On December 22, 2017, the Act was enacted which significantly changes U.S. income tax law for businesses. As a result of the reduction in the federal corporate income tax rate and other legislative changes in the Act, we revalued our net U.S. federal deferred tax assets, resulting in a provisional charge of $11.8 in the fourth quarter of 2017. During the first two quarters of 2018, we have continued to evaluate the impact of the Act and have recorded a net additional charge of $0.4 to revalue certain deferred tax assets.

Given the significance of the number of changes required by the Act and the historical complexity of our global tax structure, we have yet to complete our analysis of the impact of the Act on our condensed consolidated financial statements. As a result, the above net charges are based on current estimates (i.e., provisional amounts). In addition, other adjustments may be necessary to our income tax accounts to properly reflect the impact of certain provisions of the Act that have not been contemplated. For example, the impact on the repatriation of certain foreign earnings or the potential various state tax implications of the Act have not been considered in our provisional amounts. As more guidance is issued and we better understand the full impact of the Act on our tax positions, we will finalize our analysis, with any resulting adjustments reflected in our 2018 consolidated financial results.

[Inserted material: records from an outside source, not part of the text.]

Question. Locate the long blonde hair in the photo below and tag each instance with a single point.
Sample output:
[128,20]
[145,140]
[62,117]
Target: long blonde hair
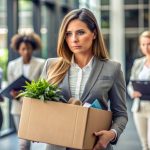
[59,69]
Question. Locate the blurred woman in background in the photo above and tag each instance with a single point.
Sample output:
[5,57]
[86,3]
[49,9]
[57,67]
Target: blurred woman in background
[26,65]
[141,71]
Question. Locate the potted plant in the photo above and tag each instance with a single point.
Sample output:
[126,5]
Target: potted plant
[42,90]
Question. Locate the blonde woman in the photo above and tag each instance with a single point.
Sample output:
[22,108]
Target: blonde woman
[84,71]
[26,65]
[141,71]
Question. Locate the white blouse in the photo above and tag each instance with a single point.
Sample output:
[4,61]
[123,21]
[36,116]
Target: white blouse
[78,78]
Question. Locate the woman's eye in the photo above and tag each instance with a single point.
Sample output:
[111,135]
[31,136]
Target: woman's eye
[68,34]
[81,32]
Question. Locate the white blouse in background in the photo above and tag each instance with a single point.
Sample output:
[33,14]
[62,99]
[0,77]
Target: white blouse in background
[145,73]
[26,68]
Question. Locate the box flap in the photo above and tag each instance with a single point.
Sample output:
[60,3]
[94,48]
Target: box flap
[53,123]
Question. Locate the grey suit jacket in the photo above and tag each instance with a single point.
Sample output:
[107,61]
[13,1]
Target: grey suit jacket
[106,83]
[15,69]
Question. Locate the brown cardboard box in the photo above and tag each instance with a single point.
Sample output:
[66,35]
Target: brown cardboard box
[61,124]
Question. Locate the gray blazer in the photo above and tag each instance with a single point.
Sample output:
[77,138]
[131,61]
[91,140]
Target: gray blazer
[106,83]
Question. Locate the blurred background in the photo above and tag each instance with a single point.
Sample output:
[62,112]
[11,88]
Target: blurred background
[121,22]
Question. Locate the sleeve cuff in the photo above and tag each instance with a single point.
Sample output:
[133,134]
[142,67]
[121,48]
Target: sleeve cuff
[113,140]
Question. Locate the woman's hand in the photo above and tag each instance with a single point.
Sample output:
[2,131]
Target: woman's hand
[104,137]
[136,94]
[14,93]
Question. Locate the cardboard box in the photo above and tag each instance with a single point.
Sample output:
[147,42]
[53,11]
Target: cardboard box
[61,124]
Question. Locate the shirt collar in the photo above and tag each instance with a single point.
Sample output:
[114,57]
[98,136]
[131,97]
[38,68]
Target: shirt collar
[89,65]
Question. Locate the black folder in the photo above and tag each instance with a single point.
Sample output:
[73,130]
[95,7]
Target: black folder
[143,87]
[17,85]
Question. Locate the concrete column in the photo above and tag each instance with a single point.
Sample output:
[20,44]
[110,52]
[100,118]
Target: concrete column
[117,35]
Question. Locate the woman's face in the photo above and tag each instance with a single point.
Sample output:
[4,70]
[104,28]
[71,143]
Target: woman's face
[145,45]
[25,50]
[79,38]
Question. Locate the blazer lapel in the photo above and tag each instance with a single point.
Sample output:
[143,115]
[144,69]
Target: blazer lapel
[97,67]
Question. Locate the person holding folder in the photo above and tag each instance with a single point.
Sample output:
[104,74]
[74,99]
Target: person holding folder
[84,71]
[26,65]
[141,108]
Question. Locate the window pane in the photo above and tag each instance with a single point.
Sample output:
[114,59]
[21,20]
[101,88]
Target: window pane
[105,19]
[146,16]
[104,2]
[131,18]
[146,1]
[131,1]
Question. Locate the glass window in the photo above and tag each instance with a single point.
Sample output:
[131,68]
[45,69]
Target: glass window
[131,18]
[104,2]
[105,19]
[131,1]
[146,17]
[146,1]
[106,40]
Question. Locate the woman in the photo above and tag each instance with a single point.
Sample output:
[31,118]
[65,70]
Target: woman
[26,65]
[1,99]
[141,71]
[84,72]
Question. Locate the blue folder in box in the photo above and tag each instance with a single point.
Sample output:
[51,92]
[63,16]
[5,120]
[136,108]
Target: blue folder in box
[16,85]
[143,87]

We perform reviews of our income tax positions on a continuous basis and accrue for potential uncertain positions when we determine that an uncertain position meets the criteria of the Income Taxes Topic of the Codification. Accruals for these uncertain tax positions are recorded in “Income taxes payable” and “Deferred and other income taxes” in the accompanying condensed consolidated balance sheets based on the expectation as to the timing of when the matters will be resolved. As events change and resolutions occur, these accruals are adjusted, such as in the case of audit settlements with taxing authorities.
We have filed our federal income tax returns for the 2014, 2015 and 2016 tax years and those returns are subject to examination. With regard to all open tax years, we believe any contingencies are adequately provided for.
State income tax returns generally are subject to examination for a period of three to five years after filing the respective tax returns. The impact on such tax returns of any federal changes remains subject to examination by various states for a period of up to one year after formal notification to the states. We have various state income tax returns in the process of examination. We believe any uncertain tax positions related to these examinations have been adequately provided for.
We have various foreign income tax returns under examination. The most significant of these are in Germany for the 2010 through 2014 tax years. We believe that any uncertain tax positions related to these examinations have been adequately provided for.
An unfavorable resolution of one or more of the above matters could have a material adverse effect on our results of operations or cash flows in the quarter and year in which an adjustment is recorded or the tax is due or paid. As audits and examinations are still in process, the timing of the ultimate resolution and any payments that may be required for the above matters cannot be determined at this time.